NASCAR made major changes in its structure in the early 1970s. The top series found sponsorship from R.J. Reynolds Tobacco Company. The Grand National Series became known as the Winston Cup Series. In 1972, the NASCAR season was shortened from 48 races to 31. Changes were also made in the competitive structure. The purse awarded for championship points accumulated over the course of the season began to be significant. Previously, drivers were mostly concerned about winning individual races. Now, their standing in championship points became an important factor marking the “modern era” of stock car racing.

[edit] Facts About Nascar


NASCAR is the No. 1 spectator sport -- holding 17 of the top 20 highest-attended sporting events in the U.S., and is the No. 2-rated regular season sport on television.

NASCAR races are broadcast in more than 150 countries and in more than 30 languages.

NASCAR fans are the most brand-loyal in all of sports, and as a result more Fortune 500 companies participate in NASCAR than any other sport.

[edit] NASCAR versus Other Motorsports

NASCAR races take place mostly on oval tracks.
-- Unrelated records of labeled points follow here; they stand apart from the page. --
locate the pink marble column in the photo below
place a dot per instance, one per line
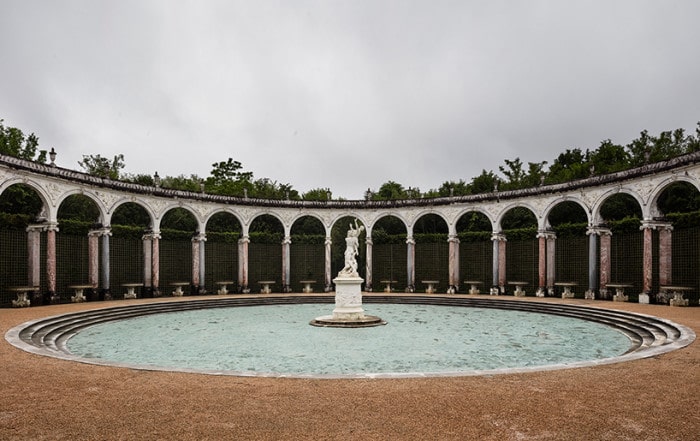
(368, 263)
(502, 264)
(328, 287)
(195, 262)
(34, 255)
(665, 253)
(647, 259)
(147, 260)
(541, 263)
(453, 266)
(243, 264)
(155, 265)
(94, 256)
(286, 264)
(605, 265)
(411, 264)
(51, 230)
(551, 239)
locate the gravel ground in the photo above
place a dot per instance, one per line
(651, 399)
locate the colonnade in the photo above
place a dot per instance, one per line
(599, 261)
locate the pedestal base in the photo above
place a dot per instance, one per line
(348, 312)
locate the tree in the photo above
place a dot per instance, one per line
(609, 158)
(97, 165)
(484, 183)
(317, 194)
(391, 190)
(14, 143)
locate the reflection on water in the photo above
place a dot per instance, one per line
(417, 338)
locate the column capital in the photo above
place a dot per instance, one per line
(547, 234)
(598, 230)
(496, 236)
(151, 235)
(103, 231)
(651, 224)
(35, 228)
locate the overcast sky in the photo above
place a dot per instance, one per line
(345, 94)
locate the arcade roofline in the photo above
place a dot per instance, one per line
(593, 181)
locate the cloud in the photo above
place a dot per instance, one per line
(345, 95)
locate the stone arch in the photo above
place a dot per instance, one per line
(77, 192)
(431, 233)
(48, 210)
(267, 232)
(307, 251)
(596, 215)
(663, 187)
(557, 205)
(121, 203)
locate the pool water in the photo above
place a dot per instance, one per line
(278, 340)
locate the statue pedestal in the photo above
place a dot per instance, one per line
(348, 312)
(348, 298)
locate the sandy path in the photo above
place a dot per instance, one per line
(651, 399)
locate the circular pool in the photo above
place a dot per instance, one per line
(448, 338)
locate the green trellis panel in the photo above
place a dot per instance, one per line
(571, 260)
(175, 263)
(221, 260)
(71, 264)
(389, 263)
(432, 263)
(476, 263)
(265, 263)
(522, 263)
(126, 263)
(307, 262)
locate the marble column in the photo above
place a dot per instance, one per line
(647, 228)
(499, 263)
(410, 264)
(198, 266)
(541, 263)
(34, 255)
(368, 263)
(155, 265)
(94, 257)
(147, 242)
(605, 265)
(665, 253)
(328, 285)
(286, 264)
(243, 243)
(551, 238)
(593, 275)
(106, 232)
(453, 266)
(51, 229)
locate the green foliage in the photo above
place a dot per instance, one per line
(12, 221)
(570, 229)
(685, 220)
(13, 142)
(97, 165)
(79, 207)
(74, 227)
(20, 198)
(318, 194)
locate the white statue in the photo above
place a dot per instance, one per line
(352, 243)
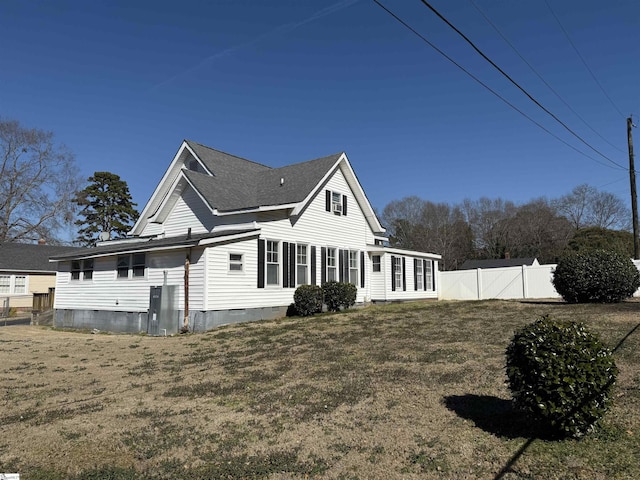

These tracks are classified as short track (less than 1 mile), intermediate or speedway (1 to 2 miles) or superspeedway (over 2 miles). Road courses are any tracks having both left and right turns. Typical race speeds can vary from 90 miles per hour to over 200 miles per depending on the track. In the 1980s, the high speeds attained at superspeedways (Daytona and Talladega) forced NASCAR to implement power-reducing measures, resulting in the unique style known as restrictor plate racing.

The Sprint Cup series is comprised of 36 points races, comprising 34 oval-track races and 2 road course races. The schedule is one of the longest in motorsports, the Formula One has 18 races and the IRL schedule has approximately 20 races. Many Cup drivers also participate in Nationwide and Craftsman events.

NASCAR circuits differ from the rough terrain and sharp turns of Rally, and the complicated twists and turns of Formula One. NASCAR is not the only racing league to run a large number of races on oval tracks. Indy Racing League and IndyCar Series also runs many oval track races, although IndyCars usually average over 30-40 miles an hour faster than Sprint Cup cars due to lighter cars, high-downforce designs, and wider tires.